Comme les flammes d’un incendie mal éteint renaissent plus furieuses, ainsi Mithridate, renouvelant ses entreprises, à la tête de troupes plus nombreuses (10), marche de nouveau vers l’Asie, cette fois avec toutes les forces de son royaume, dont il avait couvert la mer, la terre et les fleuves. Cyzique[1], ville fameuse, est, par sa forteresse, ses remparts, son port et ses tours de marbre, l’ornement du rivage asiatique. C’est pour lui comme une autre Rome, contre laquelle il tourne tous les efforts de ses armes ; mais les habitants sont encouragés dans leur résistance par un messager qui leur annonce l’approche de Lucullus. Porté sur une outre qu’il gouvernait avec ses pieds (11), cet émissaire avait, à la faveur d’un stratagème aussi audacieux, passé au milieu des vaisseaux ennemis, qui l’avaient pris de loin pour un monstre marin. Bientôt la fortune change ; la longueur du siège engendre dans le camp du roi la famine, et la famine la peste ; Mithridate se retire, Lucullus le suit, et fait de ses troupes un tel carnage, que les eaux du Granique[2] et de l’Ésape[3] en sont ensanglantées. Le rusé monarque, connaissant l’avarice des Romains[4], ordonne à ses soldats en fuite de disperser les bagages et l’argent, pour retarder la poursuite des vainqueurs[5]. Sa retraite n’est pas plus heureuse sur mer que sur terre. Sa flotte, composée de plus de cent vaisseaux, et chargée d’un immense appareil de guerre, est assaillie par une tempête dans la mer de Pont, et si horriblement fracassée qu’elle n’offrait plus que les débris d’une bataille navale. On eût dit que, d’intelligence avec les flots, les orages et les vents, Lucullus leur avait donné à consommer la défaite du roi.

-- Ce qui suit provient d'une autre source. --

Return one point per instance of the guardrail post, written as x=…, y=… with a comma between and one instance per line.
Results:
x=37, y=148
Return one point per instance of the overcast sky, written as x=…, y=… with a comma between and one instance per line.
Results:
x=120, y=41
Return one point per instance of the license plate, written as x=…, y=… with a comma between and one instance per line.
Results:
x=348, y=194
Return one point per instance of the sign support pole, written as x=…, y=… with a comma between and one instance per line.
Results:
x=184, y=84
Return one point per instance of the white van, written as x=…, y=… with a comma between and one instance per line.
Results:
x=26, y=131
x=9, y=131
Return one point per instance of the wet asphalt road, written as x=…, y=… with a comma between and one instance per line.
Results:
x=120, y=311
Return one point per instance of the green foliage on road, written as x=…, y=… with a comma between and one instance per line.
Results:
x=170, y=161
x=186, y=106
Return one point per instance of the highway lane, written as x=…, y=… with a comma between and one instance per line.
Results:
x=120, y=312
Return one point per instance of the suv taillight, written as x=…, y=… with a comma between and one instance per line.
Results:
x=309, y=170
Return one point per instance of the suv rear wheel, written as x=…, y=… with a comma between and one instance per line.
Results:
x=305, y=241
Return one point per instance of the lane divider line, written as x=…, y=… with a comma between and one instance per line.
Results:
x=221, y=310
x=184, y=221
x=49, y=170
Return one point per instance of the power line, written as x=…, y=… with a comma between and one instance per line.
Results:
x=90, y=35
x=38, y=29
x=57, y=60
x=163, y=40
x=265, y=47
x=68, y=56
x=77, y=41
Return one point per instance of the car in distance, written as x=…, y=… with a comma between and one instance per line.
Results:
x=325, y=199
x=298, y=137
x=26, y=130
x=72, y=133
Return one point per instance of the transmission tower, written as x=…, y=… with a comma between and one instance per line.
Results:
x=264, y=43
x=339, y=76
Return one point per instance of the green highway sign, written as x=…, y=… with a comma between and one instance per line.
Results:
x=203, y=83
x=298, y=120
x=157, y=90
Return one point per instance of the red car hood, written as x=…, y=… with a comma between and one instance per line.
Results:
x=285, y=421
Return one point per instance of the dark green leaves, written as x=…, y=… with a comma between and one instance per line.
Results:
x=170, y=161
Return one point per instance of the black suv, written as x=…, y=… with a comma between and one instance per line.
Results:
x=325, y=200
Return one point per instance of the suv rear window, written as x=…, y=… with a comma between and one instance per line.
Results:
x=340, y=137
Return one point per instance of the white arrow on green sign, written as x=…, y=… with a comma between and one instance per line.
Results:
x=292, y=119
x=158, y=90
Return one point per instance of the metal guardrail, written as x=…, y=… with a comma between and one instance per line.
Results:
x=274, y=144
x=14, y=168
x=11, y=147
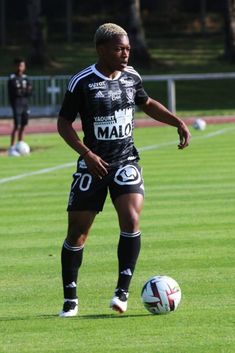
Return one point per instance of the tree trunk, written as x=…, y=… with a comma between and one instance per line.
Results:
x=230, y=30
x=134, y=26
x=3, y=23
x=38, y=55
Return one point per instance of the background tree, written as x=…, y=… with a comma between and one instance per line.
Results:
x=38, y=54
x=230, y=30
x=134, y=26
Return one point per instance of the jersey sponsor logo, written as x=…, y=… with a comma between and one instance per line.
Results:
x=114, y=127
x=97, y=85
x=99, y=94
x=115, y=95
x=127, y=175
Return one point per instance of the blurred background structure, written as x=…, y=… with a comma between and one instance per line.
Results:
x=168, y=37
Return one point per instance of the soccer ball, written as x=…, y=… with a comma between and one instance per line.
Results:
x=23, y=148
x=161, y=295
x=199, y=124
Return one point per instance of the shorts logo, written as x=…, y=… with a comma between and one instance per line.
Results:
x=128, y=175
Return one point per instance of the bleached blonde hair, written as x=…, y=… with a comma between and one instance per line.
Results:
x=107, y=31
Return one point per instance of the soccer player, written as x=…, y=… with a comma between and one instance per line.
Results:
x=19, y=91
x=104, y=95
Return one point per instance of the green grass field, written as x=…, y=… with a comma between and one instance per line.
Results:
x=188, y=228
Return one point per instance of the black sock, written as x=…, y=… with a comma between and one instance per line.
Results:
x=128, y=252
x=71, y=260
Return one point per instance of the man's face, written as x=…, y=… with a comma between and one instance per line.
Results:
x=114, y=54
x=21, y=67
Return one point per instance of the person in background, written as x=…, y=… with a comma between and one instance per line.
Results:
x=105, y=94
x=19, y=91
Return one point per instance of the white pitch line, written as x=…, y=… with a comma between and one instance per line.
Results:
x=141, y=149
x=36, y=172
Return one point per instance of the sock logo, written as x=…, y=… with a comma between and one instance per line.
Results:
x=71, y=285
x=127, y=272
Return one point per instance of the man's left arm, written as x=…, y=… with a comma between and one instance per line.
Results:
x=159, y=112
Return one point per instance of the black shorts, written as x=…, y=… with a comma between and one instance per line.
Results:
x=89, y=194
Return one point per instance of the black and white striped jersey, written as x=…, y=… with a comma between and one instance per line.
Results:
x=106, y=108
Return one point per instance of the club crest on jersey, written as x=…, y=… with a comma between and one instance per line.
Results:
x=97, y=85
x=115, y=95
x=127, y=175
x=130, y=95
x=127, y=81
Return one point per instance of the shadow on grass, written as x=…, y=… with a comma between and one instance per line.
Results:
x=79, y=317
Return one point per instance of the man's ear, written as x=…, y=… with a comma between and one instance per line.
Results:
x=100, y=49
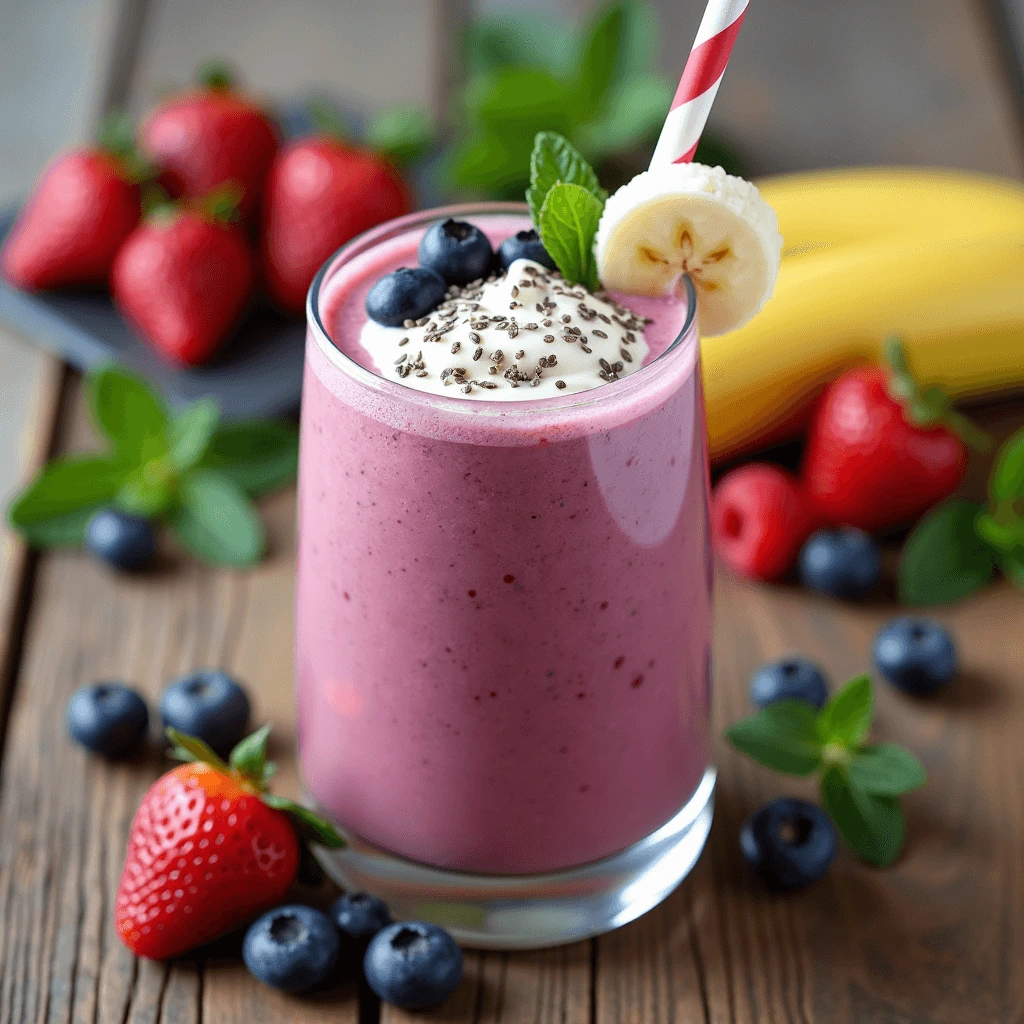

Toutes les forces de ce puissant monarque étaient anéanties ; mais les revers augmentaient son courage. Il se tourna donc vers les nations voisines ; et il enveloppa dans sa ruine presque tout l’Orient et le Septentrion. Il sollicita les Ibériens, les peuples de la mer Caspienne, les Albaniens et les deux Arménies. La fortune cherchait ainsi de tous côtés à Pompée, son favori[6], des sujets de renommée, de gloire et de triomphe. Voyant l’Asie ébranlée et embrasée de nouveau, et les rois s’y succéder en foule, il sentit qu’il n’y avait pas de temps à perdre. Prévenant la jonction des forces de tant de nations, le premier de tous les généraux Romains, il passa l’Euphrate sur un pont de bateaux (12) ; il atteignit le roi fugitif au milieu de l’Arménie, et, tant était grande sa fortune ! il l’accabla sans retour dans une seule bataille.

L’action s’engagea pendant la nuit, et la lune y prit part. En effet, comme si elle eût combattu pour nous, elle se montra derrière les ennemis et en face des Romains ; de sorte que les soldats du roi de Pont, trompés par la grandeur démesurée de leurs propres ombres, dirigeaient leurs corps sur elles en croyant frapper leurs ennemis. Enfin, cette nuit consomma la ruine de Mithridate (13) ;

  1. Ville de la Mysie, située dans une ile de la Propontide, maintenant jointe au contument par des atterrissements.
  2. Fleuve de la Mysie, qui se jette dans la Pronmande.
  3. Petit fleuve, qui se jette la même mer.
  4. V. Tacit. Agric. xxx, 10.
  5. V. Cic. protege Mamlia, c. 8 et 9.
  6. V. Lucain, l. 8, v. 730.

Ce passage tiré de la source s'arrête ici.